And then it started raining. Due to the train delay, I had exactly 35 minutes to get to the hotel by check-in. So I put on my rain gear, walked out, and started the trek.
As soon as I left the area of the train station, a quiet settled over the neighborhoods. There were very few people on the streets and almost no tourists.  I became immediately distracted by the immense beauty of the city. Everywhere I turned was another postcard. Everything seemed so peaceful and dreamlike as I walked over bridges and along canals.
Distractions aside, I did pretty well. I was able to make it into the Dorsoduro neighborhood just fine. In the end, I only missed one turn, but realized it almost at once. I walked right past a street that looked like a normal street on the map, but in reality was about 3 feet wide. I almost missed it the second time. This was my introduction to Venice streets. Not intended for anything other than pedestrian traffic, these alleys are tiny. I thought I was about to walk into Diagon Alley at every turn, and really wondered if anyone else saw the turn that I had missed.
A short walk further, and I saw the emblematic lantern of my hotel, Locanda Montin. Placed along a quiet canal, the hotel was perfect. I walked in the door to find myself in an old-school inn. The high, dark wood front desk stood just to the right of the door, inside the restaurant that makes up the first floor.
Georgio showed me to the upper floors where I had my choice of the single I had booked, or a 10 Euro upgrade to a double with private bath. Bingo. The canal view room sits at the top of the hotel overlooking the quiet, picturesque canal below.
I threw down my backpack, grabbed my computer bag and rushed downstairs, eager to head out into the city.
The next two hours were spent tramping around as much of the city as I could see before my feet started screaming at me about the two days of downhill trekking they had just completed.
Starving for a bite to eat, I found the first shop selling pizza by the slice and ordered one with veggies. It was huge and lovely, covered with zucchini. I sat in the piazza and watched as a couple of men and a few seagulls cleaned up what looked like a fish market.
The pizza was excellent and I was still hungry. I considered going back in for another, but decided to walk along and see what else I could find. The second slice had eggplant and peppers. It was a piece of art to look at, and tasty.
I stuffed it in my face as I walked past jewelry shops and bakeries, and in the first dead end of the day that lead to a private dock on a tiny canal.

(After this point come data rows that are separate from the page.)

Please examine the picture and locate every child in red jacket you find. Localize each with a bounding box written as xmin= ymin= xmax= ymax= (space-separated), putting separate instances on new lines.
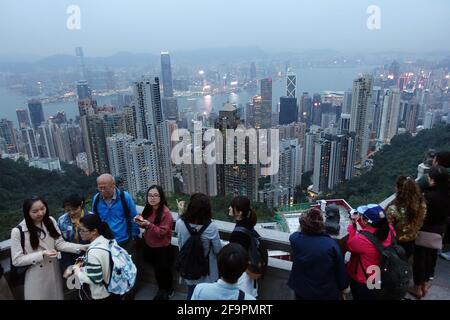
xmin=347 ymin=204 xmax=395 ymax=300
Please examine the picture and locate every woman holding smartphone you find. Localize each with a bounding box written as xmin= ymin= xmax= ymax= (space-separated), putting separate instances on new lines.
xmin=135 ymin=185 xmax=173 ymax=300
xmin=11 ymin=197 xmax=87 ymax=300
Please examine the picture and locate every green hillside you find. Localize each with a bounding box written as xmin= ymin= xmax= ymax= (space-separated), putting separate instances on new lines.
xmin=0 ymin=159 xmax=96 ymax=241
xmin=328 ymin=125 xmax=450 ymax=207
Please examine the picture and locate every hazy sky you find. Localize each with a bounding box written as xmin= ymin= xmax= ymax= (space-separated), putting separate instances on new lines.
xmin=0 ymin=0 xmax=450 ymax=56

My third and final slice of the day was margheritta (tomato sauce, mozzarella and basil). It had the best crust of the three, but ended up soggy due to the amount of grease rolling off of it, and down my chin.
This one I enjoyed as I walked down small, residential alleys.
I didn’t pull a map the entire time. I just walked and let my gut guide me. And it guided me well. I passed the same sweet shop three times from different directions. On the third pass, it had been long enough since the pizza that I thought I could have a cappu and a snack.
This resulted in a fantastic, dense, chocolate cake with a layer of some kind of berry jam. I enjoyed it at the bar along with my cappuccino as I gazed into the back at the racks of beautiful panettone that are starting to arrive in shops along with the Christmas season.
The day wore on, and I kept walking. As it got darker, the city felt warmer. A kind of glow seemed to come from the bricks and stones themselves.
I decided to head back to the hotel. After wandering for an hour and a half, I had started to see the pattern of Venice emerge. I watched as women disappeared into little more than cracks in the wall at the end of apparent dead ends – and I followed them, winding my way back to where I thought the hotel was. I ventured into little piazzas and found beautiful Corinthian columns hiding just out of sight.
And I watched gondoliers making their way through the canals at dusk.
The day of wandering served me well. In no time at all I was back in front of the lamp and the front door to my hotel. And then in my room wishing my family a happy Thanksgiving, and planning my night – my next adventure into the beautiful, surreal city.